Richard G. Fessler, MD, PhD, professor of neurosurgery and director of the Daniel F. and Ada L. Rice Laboratory for Regenerative Research, and Brian T. David, PhD, assistant professor of neurosurgery and research director, are continually researching ways to improve outcomes for people whose lives have been affected by demyelinating diseases, such as spinal cord injury (SCI) and multiple sclerosis. The new understandings they gain and the surgical techniques they refine are applied to treatments that have potential to improve people’s lives.
Testing 3D-printed scaffolds to reduce inflammation for improved SCI stem cell treatments
Dr. Fessler has been instrumental in the study and advancement of LCTOPC1 cells (derived from stem cells) for the treatment of SCI. When applied to the site of an SCI immediately after injury, these cells can help some patients efficiently regenerate myelin and regain some central nervous system function.
To help these cells more easily adhere to the spinal cord during transplantation and subvert inflammation after injury, Dr. Fessler and Dr. David have been working with a biomaterial company to characterize and devise 3D-printed and injectable biomaterial scaffolds. In an animal model, the scaffolds preserved spinal cord architecture without increasing inflammation following injury. The team completed preliminary immunohistological staining of tissue, and results suggested the scaffolds may also be sequestering inflammatory cells. This may buy physicians more time to target inflammatory cells with anti-inflammatory treatments. While the scaffolds have not yet been tested in humans, the lab continues to mount promising results.
Investigating the interconnectivity of inflammation after SCI
In addition to paralysis, SCI can lead to immune dysfunction and gut dysbiosis. The lab’s preliminary research confirms that acute treatment with stem cells can reduce the neuroinflammatory response after SCI, but it has minimal effect on the gut microbiome (the bacterial makeup of the digestive system).
Experiments continue to determine how to reduce inflammation throughout the body following SCI and how inflammation in one area of the body affects inflammation elsewhere. One of the lab’s medical students received a fellowship to advance this work over the summer, and a previous medical student published a review article on this topic in the Journal of Neurotrauma with Dr. Fessler and Dr. David.

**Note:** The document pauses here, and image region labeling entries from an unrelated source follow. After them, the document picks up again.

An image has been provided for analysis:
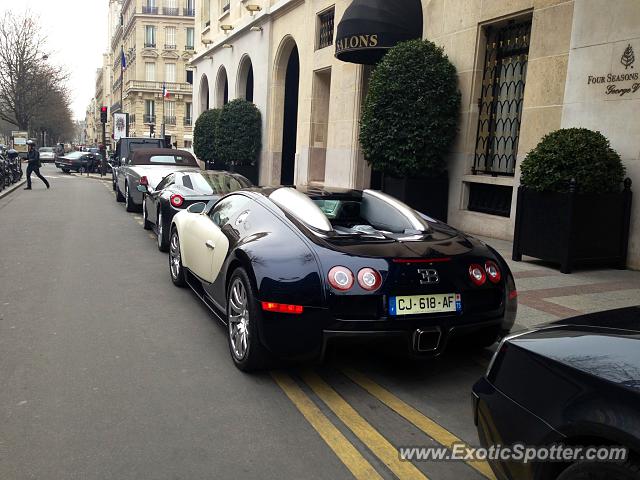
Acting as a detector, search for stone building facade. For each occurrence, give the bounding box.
[192,0,640,268]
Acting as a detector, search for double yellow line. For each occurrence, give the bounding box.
[271,369,495,480]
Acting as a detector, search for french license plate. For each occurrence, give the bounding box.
[389,293,462,315]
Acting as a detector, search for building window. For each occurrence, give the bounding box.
[144,62,156,82]
[184,102,193,125]
[202,0,211,28]
[162,0,180,16]
[144,100,156,123]
[184,27,195,50]
[142,0,158,15]
[318,7,335,49]
[164,102,176,125]
[164,27,176,50]
[472,20,531,176]
[144,25,156,48]
[183,0,196,17]
[164,63,176,83]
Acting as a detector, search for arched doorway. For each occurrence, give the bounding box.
[236,55,253,102]
[199,75,211,113]
[216,67,229,108]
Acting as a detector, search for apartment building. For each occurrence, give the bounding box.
[110,0,195,148]
[192,0,640,268]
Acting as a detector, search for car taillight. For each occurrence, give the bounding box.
[358,268,382,292]
[169,193,184,208]
[469,263,487,286]
[329,267,354,292]
[484,260,502,283]
[262,302,304,315]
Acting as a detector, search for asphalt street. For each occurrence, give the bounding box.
[0,165,493,480]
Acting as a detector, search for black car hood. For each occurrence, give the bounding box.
[509,307,640,394]
[308,226,493,258]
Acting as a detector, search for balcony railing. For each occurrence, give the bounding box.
[126,80,193,95]
[162,7,180,17]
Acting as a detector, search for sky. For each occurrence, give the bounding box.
[0,0,109,120]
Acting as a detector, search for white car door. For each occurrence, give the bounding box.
[181,213,229,283]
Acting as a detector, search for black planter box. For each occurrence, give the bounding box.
[382,175,449,223]
[513,179,632,273]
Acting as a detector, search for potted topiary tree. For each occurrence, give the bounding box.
[214,99,262,184]
[193,109,225,170]
[513,128,631,273]
[360,40,460,221]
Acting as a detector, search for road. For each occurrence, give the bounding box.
[0,165,491,480]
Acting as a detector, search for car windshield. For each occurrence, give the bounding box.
[313,190,430,234]
[129,139,162,152]
[269,188,431,238]
[182,172,252,195]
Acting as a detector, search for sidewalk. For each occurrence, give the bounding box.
[476,236,640,331]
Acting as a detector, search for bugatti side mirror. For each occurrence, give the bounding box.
[187,202,207,214]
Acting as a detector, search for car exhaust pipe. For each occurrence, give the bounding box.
[413,328,442,353]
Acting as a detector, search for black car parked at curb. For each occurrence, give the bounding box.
[138,170,252,252]
[169,187,517,371]
[473,307,640,480]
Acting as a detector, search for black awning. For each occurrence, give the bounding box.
[336,0,422,65]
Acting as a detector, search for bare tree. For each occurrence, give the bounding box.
[0,11,67,130]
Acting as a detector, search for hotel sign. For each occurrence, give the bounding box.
[587,44,640,97]
[336,33,379,54]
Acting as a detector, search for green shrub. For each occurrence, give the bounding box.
[360,40,460,177]
[193,109,221,162]
[520,128,625,193]
[215,99,262,166]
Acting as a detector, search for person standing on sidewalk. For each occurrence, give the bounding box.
[25,140,49,190]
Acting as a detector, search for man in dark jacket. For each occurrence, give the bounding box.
[25,140,49,190]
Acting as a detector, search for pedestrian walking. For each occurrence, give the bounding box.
[25,140,49,190]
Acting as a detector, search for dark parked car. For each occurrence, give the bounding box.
[111,137,164,191]
[169,187,517,370]
[116,148,200,212]
[473,307,640,480]
[55,152,102,173]
[138,170,252,252]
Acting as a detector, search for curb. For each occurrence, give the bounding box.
[0,179,27,202]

Additionally, Dr. Fessler and Dr. David observed a significant correlation between the chronic spinal cord inflammatory response and the quality of cortical bone found in rodents’ hindlimbs after SCI. The lab is continuing experiments to see if this reduction in bone strength is driven more by spinal cord inflammation or disuse of limbs.
Determining the best window for therapeutic interventions
Dr. Fessler and Dr. David and their team have observed the neuroinflammatory response in mice post-SCI at various checkpoints. They were the first to characterize prolonged inflammation in two types of inflammatory cells — macrophages and T cells — and demonstrated that approximately 60 days post-injury to six months post-injury, levels of these cells persist well above those of uninjured animals. At six months post-injury, researchers see a significant correlation between immune cell infiltration and both an enlarged spleen and pain (hypersensitivity to thermal stimuli). This suggests that somewhere between seven- and 180-days post-injury, these inflammatory cells shift from a proinflammatory state to an anti-inflammatory state. This information can help researchers pinpoint the best window for therapeutic interventions.